ANDY HART: I was born here. I grew up in the Blue Hills neighborhood and lived there until 1985 when my parents moved to a smaller house in West Hartford. I lived in New Britain, Glastonbury, and West Hartford. I came back to Hartford around 1993 after I’d gotten a job at the Hartford News, which was on Franklin Avenue at the time. We recently moved to Arbor Street.
I decided to live on Franklin Avenue after I’d been with the Hartford News for a couple of years. I really like the neighborhood, and it’s a community paper, so I figured it would be a good idea to be part of the community.
What impact do you hope to make in the Hartford Region?
ANDY: The main thing is through documenting, which isn’t something I’d planned on. It was just work I did for the newspaper and then I’d take nature photos for fun every once in a while.
But through the years, because one of the newspaper’s unique selling positions is to cover all the different communities, I’ve gotten to know a lot of different communities—Guyanese, Portuguese, Ukrainians, Jamaicans, Bosnians, Albanians, and many others.
At first I took community photos for the newspaper and now I’ve built up this stock of photos that covers many things. It’s something for people to look at for years to come. I didn’t know it was history at the time, but it is micro history, I suppose.

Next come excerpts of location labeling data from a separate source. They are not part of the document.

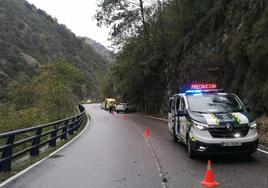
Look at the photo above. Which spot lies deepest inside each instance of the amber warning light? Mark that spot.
(204, 86)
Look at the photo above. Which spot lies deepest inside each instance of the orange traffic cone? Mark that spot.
(125, 117)
(147, 132)
(209, 180)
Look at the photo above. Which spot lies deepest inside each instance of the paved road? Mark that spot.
(113, 153)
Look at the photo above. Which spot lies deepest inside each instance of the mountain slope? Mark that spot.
(29, 37)
(102, 50)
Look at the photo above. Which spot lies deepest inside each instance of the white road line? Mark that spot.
(263, 151)
(162, 119)
(152, 117)
(42, 160)
(156, 160)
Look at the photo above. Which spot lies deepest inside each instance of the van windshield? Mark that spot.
(214, 103)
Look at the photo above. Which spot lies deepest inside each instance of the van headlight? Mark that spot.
(200, 126)
(253, 125)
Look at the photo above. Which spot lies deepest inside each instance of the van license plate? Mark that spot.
(231, 144)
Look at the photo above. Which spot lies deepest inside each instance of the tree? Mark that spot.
(56, 85)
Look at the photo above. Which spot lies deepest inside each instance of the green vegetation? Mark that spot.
(49, 96)
(30, 38)
(165, 45)
(168, 43)
(45, 70)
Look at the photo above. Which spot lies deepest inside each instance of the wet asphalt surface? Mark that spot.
(113, 153)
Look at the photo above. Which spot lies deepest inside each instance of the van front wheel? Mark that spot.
(191, 153)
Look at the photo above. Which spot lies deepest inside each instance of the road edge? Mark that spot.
(45, 158)
(263, 149)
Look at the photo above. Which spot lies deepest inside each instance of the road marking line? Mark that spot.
(42, 160)
(263, 151)
(159, 168)
(152, 117)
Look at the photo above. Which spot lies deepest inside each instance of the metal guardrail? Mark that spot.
(32, 138)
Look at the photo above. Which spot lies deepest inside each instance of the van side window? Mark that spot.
(170, 105)
(183, 105)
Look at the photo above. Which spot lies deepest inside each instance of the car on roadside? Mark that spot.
(124, 107)
(102, 105)
(210, 121)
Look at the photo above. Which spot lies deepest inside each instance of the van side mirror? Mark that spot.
(181, 112)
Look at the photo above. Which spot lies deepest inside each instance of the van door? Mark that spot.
(182, 119)
(171, 115)
(177, 106)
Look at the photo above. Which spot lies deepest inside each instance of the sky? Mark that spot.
(77, 15)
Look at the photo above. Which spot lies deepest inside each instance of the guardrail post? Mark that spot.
(71, 130)
(53, 138)
(80, 121)
(36, 143)
(64, 130)
(7, 153)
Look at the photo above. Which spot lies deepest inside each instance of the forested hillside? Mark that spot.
(169, 43)
(29, 38)
(102, 50)
(45, 70)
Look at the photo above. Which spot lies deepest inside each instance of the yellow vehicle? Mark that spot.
(109, 103)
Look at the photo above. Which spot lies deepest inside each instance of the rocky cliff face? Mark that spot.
(99, 48)
(230, 46)
(29, 38)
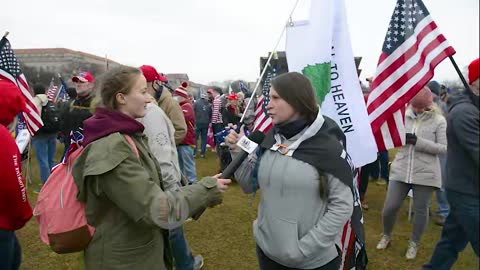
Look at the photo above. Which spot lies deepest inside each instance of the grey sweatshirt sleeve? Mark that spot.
(339, 210)
(467, 130)
(243, 174)
(439, 146)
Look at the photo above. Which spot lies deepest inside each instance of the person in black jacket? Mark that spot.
(80, 109)
(203, 115)
(462, 184)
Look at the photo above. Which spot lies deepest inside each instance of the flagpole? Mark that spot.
(3, 40)
(460, 75)
(268, 60)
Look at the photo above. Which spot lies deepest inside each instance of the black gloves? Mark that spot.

What makes Hartford unique?
ANDY: It’s relatively small and it’s very diverse. You get to know each other, which is what I really like about it. I think finding out about these different cultures is fascinating.

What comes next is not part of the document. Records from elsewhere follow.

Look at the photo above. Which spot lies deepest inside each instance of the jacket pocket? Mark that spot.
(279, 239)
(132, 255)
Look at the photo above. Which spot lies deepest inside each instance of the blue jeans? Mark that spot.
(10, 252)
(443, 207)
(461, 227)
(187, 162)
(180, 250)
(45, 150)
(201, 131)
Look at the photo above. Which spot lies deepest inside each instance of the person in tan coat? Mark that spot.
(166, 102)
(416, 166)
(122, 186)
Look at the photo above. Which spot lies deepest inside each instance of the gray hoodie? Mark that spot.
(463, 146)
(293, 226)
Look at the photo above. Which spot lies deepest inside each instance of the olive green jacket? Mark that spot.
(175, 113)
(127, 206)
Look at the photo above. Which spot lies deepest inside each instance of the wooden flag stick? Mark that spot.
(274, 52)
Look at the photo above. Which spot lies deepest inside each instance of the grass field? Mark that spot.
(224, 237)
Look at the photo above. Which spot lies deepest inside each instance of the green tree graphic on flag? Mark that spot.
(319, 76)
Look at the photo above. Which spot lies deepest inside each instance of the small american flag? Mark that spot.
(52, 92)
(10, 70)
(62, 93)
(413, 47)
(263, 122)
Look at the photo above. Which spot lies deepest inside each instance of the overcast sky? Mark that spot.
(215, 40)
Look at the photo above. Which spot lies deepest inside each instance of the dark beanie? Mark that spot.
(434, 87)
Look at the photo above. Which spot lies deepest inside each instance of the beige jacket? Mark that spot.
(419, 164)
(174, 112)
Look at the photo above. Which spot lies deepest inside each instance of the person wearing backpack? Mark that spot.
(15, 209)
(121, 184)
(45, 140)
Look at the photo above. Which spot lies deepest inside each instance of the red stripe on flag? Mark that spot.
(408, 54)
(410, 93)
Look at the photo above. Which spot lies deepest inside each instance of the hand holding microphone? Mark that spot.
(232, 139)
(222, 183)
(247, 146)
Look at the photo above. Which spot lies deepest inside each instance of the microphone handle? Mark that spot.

How do you tell the story of Hartford?
ANDY: That’s a very good question. And I don’t know. I eventually decided it doesn’t matter. I’m just going to keep taking as many photos as I can and eventually donate them. What story they tell depends on who’s looking at them. I’ve always made the pictures I share on social media public so anyone can access them. Sometimes when people do, I see them in places where I didn’t think they’d be.
I don’t know what communications are going to be like 10 years from now, let alone 50. And I think you need the source material, so that’s what I’m trying to provide. What happens to it? I don’t know. I can’t control that.